Garbage Collecting pipeline

Garbage Collecting (GC) module

According to LUNA Platform 3 logic, garbage is the descriptors that are linked neither to a person nor to a list.

For normal system operation, one needs to regularly delete garbage from databases. For this, run the system cleaning script remove_not_linked_descriptors.py from this folder.

According to Backport 3 architecture, this script removes faces, which do not have links with any lists or persons from the Luna Backport 3 database, from the Faces service.

Script execution pipeline

The script execution pipeline consists of several stages:

  1. A temporary table is created in the Faces database. See more info about temporary tables for oracle or postgres.

  2. Ids of faces that are not linked to lists are obtained. The ids are stored in the temporary table.
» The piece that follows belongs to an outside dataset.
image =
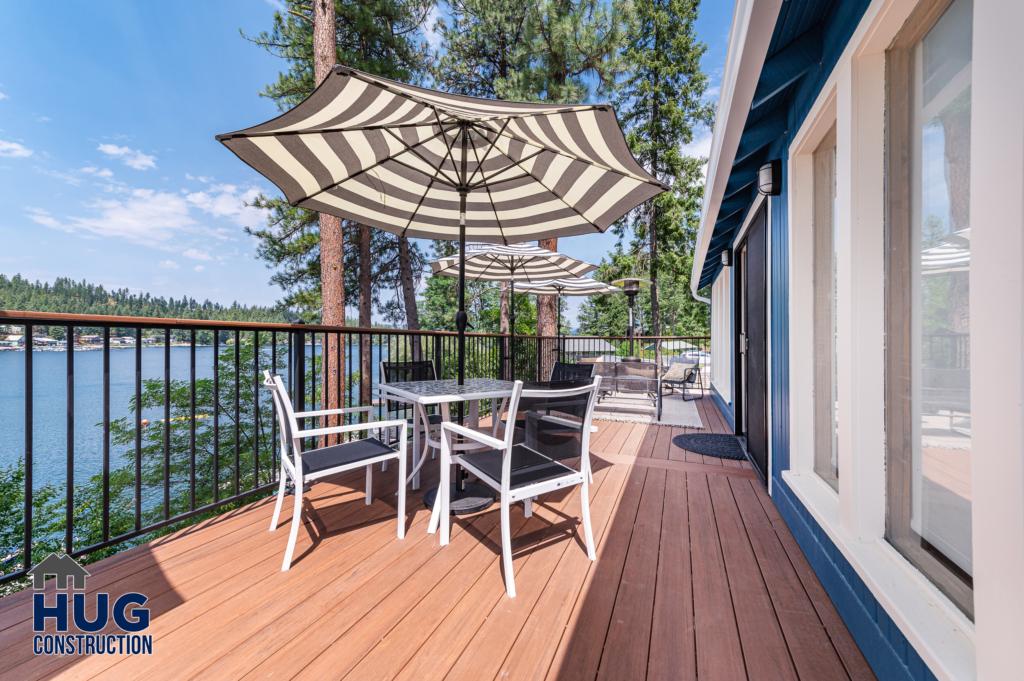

  3. While the temporary table is not empty, the following operations are performed:

    • The batch of ids from the temporary table is obtained. First 10k (or less) face ids are received.

    • Filtered ids are obtained. Filtered ids are ids that do not exist in the person_face table of the Backport 3 database.

    • Filtered ids are removed from the Faces database. If some of the faces cannot be removed, the script stops.

    • Filtered ids are removed from the Backport 3 database (foolcheck). A warning will be printed.

    • Ids are removed from the temporary table.

Script launching

Python of version 3.9 is required for the script launching.

The virtual environment for the Backport 3 service should be activated before the script launching. Read about the virtual environment activation and requirements installation in the install.html document.

  • Set up actual configurations for the Faces database and Backport 3 database in the ./config.conf file.

  • Launch the script:

    python remove_not_linked_descriptors.py

The output will include information about the number of removed faces and the number of persons with faces.